Hi Ben,
I hope Nicholas Ritchie will find this and fill in the gaps to my understanding. In the interim I will give it my best shot. The best source of information is the file:
http://dtsa2.svnrepository.com/DTSA2/trac.cgi/browser/NWMR/trunk/EPQ/src/gov/nist/microanalysis/NISTMonte/Gen3/PhiRhoZ3.java.
There are two types of normalization. The first seems to be what we are used to. In my experience it seems to match well with Casino and the older work from Castaing. First look at line 67: the mNorm coeficient is calculated using the bin width, the generated intensity, and difference in position (I'm gussing a depth.) This is used in the 4 functions between lines 77 to 91. The intensity functions seem to add the bin width back. There are a corresponding set of functions from lines 227 to 249 that operate on xray-transition objects.

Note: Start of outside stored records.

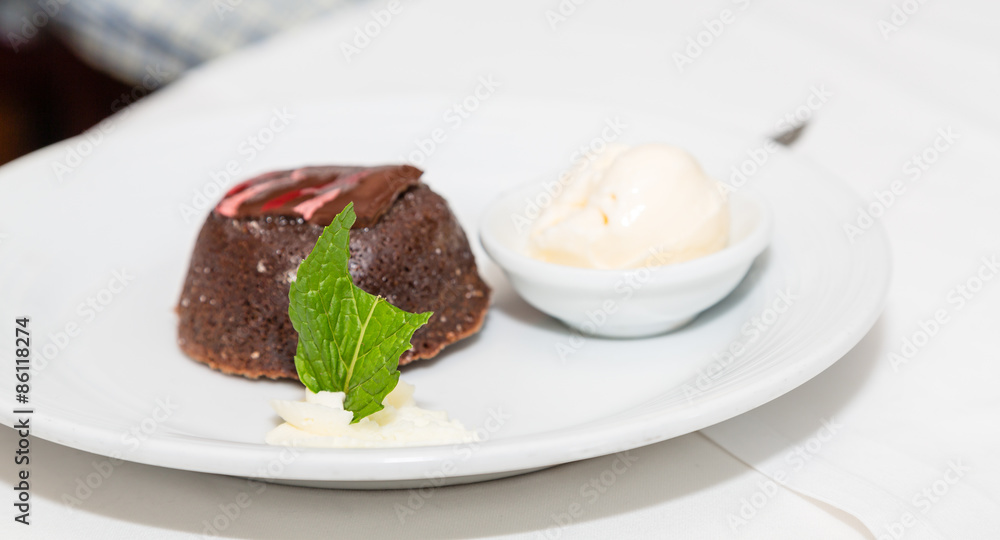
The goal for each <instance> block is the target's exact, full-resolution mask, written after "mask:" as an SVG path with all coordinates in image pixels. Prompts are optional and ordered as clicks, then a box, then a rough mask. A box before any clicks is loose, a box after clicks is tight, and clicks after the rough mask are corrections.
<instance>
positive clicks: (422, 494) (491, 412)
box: [393, 407, 511, 525]
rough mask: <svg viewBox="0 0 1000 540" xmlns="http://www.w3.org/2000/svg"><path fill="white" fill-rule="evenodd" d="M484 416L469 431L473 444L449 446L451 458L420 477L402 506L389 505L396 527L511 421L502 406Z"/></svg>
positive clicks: (491, 410)
mask: <svg viewBox="0 0 1000 540" xmlns="http://www.w3.org/2000/svg"><path fill="white" fill-rule="evenodd" d="M488 415H489V417H488V418H487V419H486V420H485V421H484V422H483V425H482V426H480V427H477V428H476V429H475V430H473V431H475V433H476V440H475V441H473V442H469V443H463V444H459V445H455V446H453V447H452V454H453V457H452V458H451V459H448V460H446V461H445V462H444V463H442V464H441V466H440V467H438V468H437V469H436V470H434V471H431V472H428V473H426V474H425V475H424V477H425V479H426V480H425V481H424V482H423V483H421V485H420V486H419V487H416V488H410V489H409V490H408V491H407V497H406V504H400V503H395V504H394V505H393V511H394V512H395V513H396V519H398V520H399V524H400V525H405V524H406V519H407V518H409V517H410V516H413V515H416V513H417V512H419V511H420V509H422V508H423V507H424V506H425V505H426V504H427V501H428V500H429V499H431V498H432V497H433V496H434V494H435V493H437V488H439V487H441V486H443V485H444V484H445V482H446V480H447V479H448V478H450V477H452V476H455V474H456V473H457V472H458V464H459V463H461V462H465V461H468V460H469V459H470V458H471V457H472V456H473V455H474V454H475V453H476V452H477V451H478V450H479V448H480V447H481V446H482V445H483V444H485V443H486V442H488V441H489V440H490V439H492V438H493V437H494V436H495V435H496V434H497V432H499V431H500V430H501V429H503V427H504V426H505V425H507V422H509V421H510V419H511V415H510V414H507V413H505V412H504V411H503V408H502V407H496V408H491V409H489V411H488Z"/></svg>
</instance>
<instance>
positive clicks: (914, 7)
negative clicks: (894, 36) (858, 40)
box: [878, 0, 927, 41]
mask: <svg viewBox="0 0 1000 540" xmlns="http://www.w3.org/2000/svg"><path fill="white" fill-rule="evenodd" d="M926 3H927V0H903V2H901V3H899V4H893V5H892V13H891V14H889V16H888V17H886V18H885V19H879V21H878V31H879V33H881V34H882V39H883V40H884V41H889V39H890V38H891V37H892V35H893V34H895V33H896V32H899V30H900V29H901V28H902V27H903V26H905V25H906V23H908V22H910V17H912V16H914V15H916V14H917V12H918V11H920V8H921V7H922V6H923V5H924V4H926Z"/></svg>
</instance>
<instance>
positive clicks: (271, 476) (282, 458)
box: [201, 446, 300, 538]
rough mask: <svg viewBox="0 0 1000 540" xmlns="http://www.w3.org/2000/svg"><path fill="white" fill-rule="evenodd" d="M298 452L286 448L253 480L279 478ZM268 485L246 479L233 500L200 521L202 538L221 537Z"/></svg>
mask: <svg viewBox="0 0 1000 540" xmlns="http://www.w3.org/2000/svg"><path fill="white" fill-rule="evenodd" d="M299 455H300V452H299V451H298V450H296V449H295V447H292V446H287V447H285V448H284V449H282V450H281V452H279V453H278V455H277V456H276V457H274V458H272V459H270V460H269V461H268V462H267V463H266V464H264V465H262V466H261V467H259V468H258V469H257V472H256V473H255V475H254V478H264V479H268V478H280V477H281V475H282V473H284V471H285V467H287V466H289V465H291V464H292V463H294V462H295V460H297V459H298V458H299ZM267 486H268V484H267V483H266V482H261V481H259V480H255V479H253V478H248V479H247V489H244V490H241V491H240V492H239V493H237V494H236V496H234V497H233V500H231V501H228V502H224V503H221V504H219V505H218V508H219V512H218V513H217V514H215V515H214V516H213V517H212V518H210V519H205V520H202V522H201V525H202V526H203V528H202V530H201V537H202V538H217V537H219V536H221V535H222V534H223V533H224V532H225V531H226V530H227V529H229V527H232V526H233V524H234V523H236V521H237V520H239V518H240V516H242V515H243V514H244V512H245V511H246V510H247V509H248V508H250V506H251V505H253V498H254V496H255V495H260V494H262V493H264V492H265V491H267Z"/></svg>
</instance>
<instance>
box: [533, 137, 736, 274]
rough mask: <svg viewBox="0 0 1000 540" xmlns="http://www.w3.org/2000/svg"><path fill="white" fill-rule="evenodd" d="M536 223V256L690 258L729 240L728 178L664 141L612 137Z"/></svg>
mask: <svg viewBox="0 0 1000 540" xmlns="http://www.w3.org/2000/svg"><path fill="white" fill-rule="evenodd" d="M562 184H563V190H562V193H559V194H558V196H556V197H555V198H554V200H553V202H552V204H551V205H550V206H549V207H548V208H546V209H545V210H544V211H543V212H542V214H541V215H540V216H539V218H538V220H537V221H536V222H535V224H534V225H533V226H532V229H531V232H530V237H529V241H528V251H529V253H530V255H531V256H533V257H535V258H538V259H541V260H544V261H548V262H553V263H557V264H564V265H569V266H580V267H586V268H599V269H613V268H638V267H643V266H656V265H663V264H671V263H676V262H681V261H687V260H690V259H694V258H697V257H701V256H704V255H708V254H709V253H713V252H715V251H718V250H720V249H722V248H724V247H725V246H726V244H727V243H728V241H729V205H728V202H727V200H726V195H725V191H724V190H723V189H721V185H720V184H719V183H718V182H716V181H715V180H712V179H711V178H709V177H708V176H706V175H705V172H704V171H703V170H702V169H701V166H700V165H698V162H697V161H695V159H694V156H692V155H691V154H689V153H687V152H685V151H684V150H681V149H679V148H675V147H673V146H669V145H665V144H645V145H641V146H636V147H632V148H629V147H627V146H624V145H620V144H612V145H609V146H608V147H607V148H606V149H605V151H604V152H601V153H600V154H597V155H594V156H590V157H589V158H587V159H585V160H583V161H581V162H580V163H578V164H577V165H576V166H575V167H574V168H573V169H572V170H571V171H570V172H569V174H568V175H567V177H566V178H564V181H563V182H562Z"/></svg>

I tried to check this on a standard system. The algorithm goes all the way back to 1955 (the year I was born): R. Castaing and J Descamps, J. Physique Radium, 16, 304 (1955) where he examined Cu in Al. Pouchou and Pichoir used this in Figure 7 of Chapter 2 in Heinrich and Newbury, Electron Probe Quantification. I digitized the data and did a DTSA-II MonteCarlo simulation and then processed the data in R.
The file 'Castaing-Cu-in-Al' is the original. I digitized the points that the authors published. I then compared this to the output from DTSA using both the Emit_Cu_K_L3 and the Emit_I_Cu_K_L3. The plot Castaing-Cu-in-Al-Phi-Rho-Z.png show excellent agreement. The version with the intensity version had much higher values (Castaing-Cu-in-Al-Phi-Rho-Z-I.png).
The Monte Carlo version is quite important for multilayer simulations where it is really hard to work in rho-z space. That's why DTSA-II reports in Z-space. I'd really like some well characterized data sets to work through this. I don't have any I really trust. I previously noted that I get great agreement with DTSA using K-L3 transitions. I get big deviations in intensity with, for example, the Zn L3-M5 transition when I simulate ZnO. I reported this to Nicholas Ritchie last June at Lehigh. He has been really busy and I have not heard back regarding this. Debugging this issue is beyond my skills.
I think DTSA is incredibly important to the community (along with CalcZAF) because both are Open Source. I can examine the algorithms. I can (and have) suggested updates for DTSA and Nicholas has graciously incorporated them. I especially like the Jython scripting language because I can make my analyses truely reproducible.